Maar de heenweg bleek nog maar het begin. Hans en Ilona wilden álles samen doen. Elke ochtend slenterden ze naar onze stacaravan en gingen op de loungebank zitten. ‘Bakkie koffie’, zei Hans dan jolig – die ik moest gaan zetten. Daarna gingen ze niet meer weg. Boodschappen, zwemmen, uitjes, eten, wijn in de middag, varen – ze bleken echt te verwachten dat wij ieder uur met elkaar zouden besteden. Na drie dagen voelde het al alsof ik stikte, en hadden mijn man en ik oorlog met elkaar omdat we elkaar de schuld gaven. We verzonnen smoes op smoes om niet alles samen te hoeven doen, maar ja, hoeveel kunnen dat er zijn op een camping? Na vijf dagen verzamelde ik al mijn moed en zei dat wij ook tijd als gezin nodig hadden. Dat viel niet in de goede aarde. Nu zaten ze er alsnog elke ochtend, maar dan met een nogal cynisch ‘als dat wél mag’ achter het bakkie koffie. God, wat was ik blij toen we weer naar huis gingen.”
Geen fan van Frans
Loesja (35): “Sfeervol vermaak, zo werd het op de site van de camping aangeprezen. Klonk goed, ik hou wel van een show of mooie liedjes. Maar dat op onze Spaanse camping élke avond een andere onbekende en niet bijster getalenteerde volkszanger het repertoire van Frans Bauer en André Hazes over de camping zou schetteren, daar had ik geen rekening mee gehouden. We konden geen kant op, ons huisje stond vlakbij het podium. Vaak werd het pas na enen stil. Zelden ben ik zo moe teruggekeerd van vakantie.”
Komt wel goed
Sandra (39): “Die lampjes in het dashboard van je auto, die zitten er dus niet voor niks. Waarschijnlijk zijn er genoeg mensen die dat allang weten, maar ik geloofde mijn man die zei ‘komt goed’, toen er vlak voor onze vakantie een lampje ging branden. Het was een oranje lampje, dus volgens hem ‘een advies’. Dat we 1400 kilometer heen en 1400 kilometer terug moesten rijden, vond hij geen reden om nog even langs de garage te gaan. En emancipatie ten spijt, hij is thuis chef auto.

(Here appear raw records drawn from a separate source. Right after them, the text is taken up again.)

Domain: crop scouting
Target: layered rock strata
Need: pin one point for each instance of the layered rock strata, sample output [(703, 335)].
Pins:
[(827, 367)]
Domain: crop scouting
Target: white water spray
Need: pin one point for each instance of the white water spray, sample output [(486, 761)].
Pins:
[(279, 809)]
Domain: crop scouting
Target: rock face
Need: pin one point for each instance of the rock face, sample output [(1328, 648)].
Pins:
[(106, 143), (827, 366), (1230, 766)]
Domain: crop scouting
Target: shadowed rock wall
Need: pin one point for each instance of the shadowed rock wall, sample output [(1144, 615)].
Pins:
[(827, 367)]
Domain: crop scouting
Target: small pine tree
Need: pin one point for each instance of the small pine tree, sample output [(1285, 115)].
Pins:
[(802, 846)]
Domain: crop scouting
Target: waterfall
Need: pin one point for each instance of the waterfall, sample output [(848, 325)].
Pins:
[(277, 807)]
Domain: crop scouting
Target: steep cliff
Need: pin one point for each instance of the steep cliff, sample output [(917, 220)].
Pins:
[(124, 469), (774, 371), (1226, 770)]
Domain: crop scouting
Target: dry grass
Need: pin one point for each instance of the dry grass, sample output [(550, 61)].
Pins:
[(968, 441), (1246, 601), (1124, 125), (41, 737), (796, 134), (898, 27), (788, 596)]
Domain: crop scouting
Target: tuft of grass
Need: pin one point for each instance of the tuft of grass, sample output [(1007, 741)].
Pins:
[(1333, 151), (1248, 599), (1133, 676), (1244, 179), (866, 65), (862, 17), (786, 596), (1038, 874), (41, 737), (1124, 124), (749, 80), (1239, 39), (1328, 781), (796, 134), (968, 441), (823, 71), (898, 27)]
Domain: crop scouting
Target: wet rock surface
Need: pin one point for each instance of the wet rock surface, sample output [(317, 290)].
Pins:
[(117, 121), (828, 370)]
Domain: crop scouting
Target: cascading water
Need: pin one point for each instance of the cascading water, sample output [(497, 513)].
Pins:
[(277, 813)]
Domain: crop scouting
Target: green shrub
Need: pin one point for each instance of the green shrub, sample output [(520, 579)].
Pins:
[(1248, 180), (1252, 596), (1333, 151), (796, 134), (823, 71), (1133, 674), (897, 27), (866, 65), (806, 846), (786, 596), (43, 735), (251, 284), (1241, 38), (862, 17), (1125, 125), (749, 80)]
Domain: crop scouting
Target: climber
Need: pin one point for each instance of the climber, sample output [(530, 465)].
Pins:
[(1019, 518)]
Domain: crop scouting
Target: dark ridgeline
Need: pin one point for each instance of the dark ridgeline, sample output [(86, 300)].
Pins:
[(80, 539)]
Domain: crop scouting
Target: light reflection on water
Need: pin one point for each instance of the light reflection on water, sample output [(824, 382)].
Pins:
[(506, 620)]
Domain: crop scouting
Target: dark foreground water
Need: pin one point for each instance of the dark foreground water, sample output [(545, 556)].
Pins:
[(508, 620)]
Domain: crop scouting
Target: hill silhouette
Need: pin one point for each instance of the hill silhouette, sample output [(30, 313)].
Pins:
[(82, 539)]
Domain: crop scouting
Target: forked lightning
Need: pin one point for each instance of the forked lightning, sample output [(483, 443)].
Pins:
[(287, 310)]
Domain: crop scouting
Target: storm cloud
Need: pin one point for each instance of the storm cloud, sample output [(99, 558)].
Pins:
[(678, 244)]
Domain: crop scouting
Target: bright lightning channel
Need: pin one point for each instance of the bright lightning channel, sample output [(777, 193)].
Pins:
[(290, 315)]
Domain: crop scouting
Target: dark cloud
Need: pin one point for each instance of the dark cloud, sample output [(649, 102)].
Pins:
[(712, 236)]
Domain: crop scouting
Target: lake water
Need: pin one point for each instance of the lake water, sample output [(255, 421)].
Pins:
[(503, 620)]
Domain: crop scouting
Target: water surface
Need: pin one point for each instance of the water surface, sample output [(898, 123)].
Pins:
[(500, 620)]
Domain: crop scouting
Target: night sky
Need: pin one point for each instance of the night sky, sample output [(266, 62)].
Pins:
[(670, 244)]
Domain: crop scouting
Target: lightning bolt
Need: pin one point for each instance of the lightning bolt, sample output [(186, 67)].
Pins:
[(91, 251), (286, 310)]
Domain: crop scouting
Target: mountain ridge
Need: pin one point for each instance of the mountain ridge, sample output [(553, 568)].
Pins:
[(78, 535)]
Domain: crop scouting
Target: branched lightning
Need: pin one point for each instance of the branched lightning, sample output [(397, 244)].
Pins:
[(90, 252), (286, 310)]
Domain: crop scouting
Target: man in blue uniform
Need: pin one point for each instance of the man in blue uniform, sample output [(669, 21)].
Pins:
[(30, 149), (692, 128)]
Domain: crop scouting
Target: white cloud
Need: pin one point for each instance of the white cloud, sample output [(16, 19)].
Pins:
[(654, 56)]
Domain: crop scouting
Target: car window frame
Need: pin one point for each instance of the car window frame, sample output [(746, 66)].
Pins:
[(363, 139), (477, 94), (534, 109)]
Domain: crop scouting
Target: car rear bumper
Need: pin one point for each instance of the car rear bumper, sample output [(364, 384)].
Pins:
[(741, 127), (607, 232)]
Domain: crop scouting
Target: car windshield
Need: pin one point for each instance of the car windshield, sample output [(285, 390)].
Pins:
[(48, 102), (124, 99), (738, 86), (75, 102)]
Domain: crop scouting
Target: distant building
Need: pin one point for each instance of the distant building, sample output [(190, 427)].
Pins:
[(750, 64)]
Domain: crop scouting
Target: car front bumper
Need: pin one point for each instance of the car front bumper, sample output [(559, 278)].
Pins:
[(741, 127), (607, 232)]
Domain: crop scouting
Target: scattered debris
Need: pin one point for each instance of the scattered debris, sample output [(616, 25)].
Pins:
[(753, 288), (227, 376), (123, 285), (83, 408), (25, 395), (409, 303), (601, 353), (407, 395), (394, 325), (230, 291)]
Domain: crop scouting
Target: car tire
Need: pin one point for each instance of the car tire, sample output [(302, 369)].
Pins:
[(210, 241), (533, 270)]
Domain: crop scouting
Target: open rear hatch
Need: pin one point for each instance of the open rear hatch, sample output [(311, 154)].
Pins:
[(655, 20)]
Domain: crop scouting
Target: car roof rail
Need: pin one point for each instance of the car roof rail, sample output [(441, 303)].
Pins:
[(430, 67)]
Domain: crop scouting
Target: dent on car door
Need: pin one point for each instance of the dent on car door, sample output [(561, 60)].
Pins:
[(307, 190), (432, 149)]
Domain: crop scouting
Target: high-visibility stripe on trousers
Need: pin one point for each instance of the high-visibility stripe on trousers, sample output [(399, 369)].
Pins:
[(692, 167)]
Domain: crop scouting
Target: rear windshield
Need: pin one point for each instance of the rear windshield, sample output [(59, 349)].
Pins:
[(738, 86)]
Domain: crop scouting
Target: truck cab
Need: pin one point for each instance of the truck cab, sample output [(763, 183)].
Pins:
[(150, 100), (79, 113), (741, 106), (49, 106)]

De eerste achthonderd kilometer ging het goed, tot auto ergens op een Franse binnenweg ineens een vreemd geluid maakte en daarna niet boven de negentig uitkwam, om kilometers verderop helemaal stil te vallen. ‘Komt goed’, zei mijn man, en hij keek onder de motorkap. Ik belde de ANWB en kreeg te horen dat de wachttijd vier uur was – gelukkig had ik genoeg te drinken bij ons voor onze kinderen van zes en vijf. Mijn man, niet behept met veel autokennis, vond intussen dat hij de slang, moer, snaar of wat het euvel volgens hem dan ook was, zelf wel kon fixen. Scheiden langs een Franse N-weg leek me het toppunt van treurig, dus zei ik niet wat ik eigenlijk wilde: dat we dankzij hem al in deze situatie zaten en dat hij het alleen maar erger zou maken. Wat hij ook deed, want toen er maar liefst zes uur later hulp kwam, bleek dat hij inderdaad nog iets kapot had getrokken dat een slordige driehonderd euro extra kostte. Bovenop de achthonderd die we al kwijt waren. Maar twee dagen later waren we weer op weg. Niet gescheiden, maar daar was qua sfeer alles ook wel mee gezegd.”
Tropische ellende
Bonnie (29): “Regenseizoen op Curaçao? Eerlijk gezegd had ik daar nog nooit van gehoord. Ik dacht bij het eiland alleen maar aan een strakblauwe lucht en die heerlijke zon, óók nadat meerdere mensen hadden gezegd dat het er stevig kan regenen. Dus toen we die kant opgingen en élke dag tropische ellende om onze oren kregen, baalde ik zo erg dat ik zelfs huilend uit het raam van ons hotel keek. Er stonden natuurlijk echt wel zonuren tegenover, maar die kletsnatte uren had ik liever op het stand of op een terras willen besteden in plaats van op onze kamer of met modderige voeten onder een overkapping. De volgende keer als we iets boeken, kijk ik dus wél even naar het klimaat en niet alleen naar de mooie foto’s op Google Images.”
Tent op de snelweg
Janneke (35): “Het Instagram-account van de camping zag er prachtig uit, de recensies waren ronkend – en bijna allemaal binnen één week geschreven, maar dat was ons niet opgevallen – en we hadden de accommodatie zelfs in een tv-programma gezien. Dus boekten we met een roze bril op een glampingtent op een Spaanse camping, die een prachtig zwembad én een privéstrand had. Inmiddels begrijpen we ook waarom het relatief goedkoop was en nog beschikbaar terwijl al het andere was volgeboekt. En o ja, waarom de reviews allemaal in één week waren geschreven: dat bleken vrienden en familieleden van de eigenaars te zijn.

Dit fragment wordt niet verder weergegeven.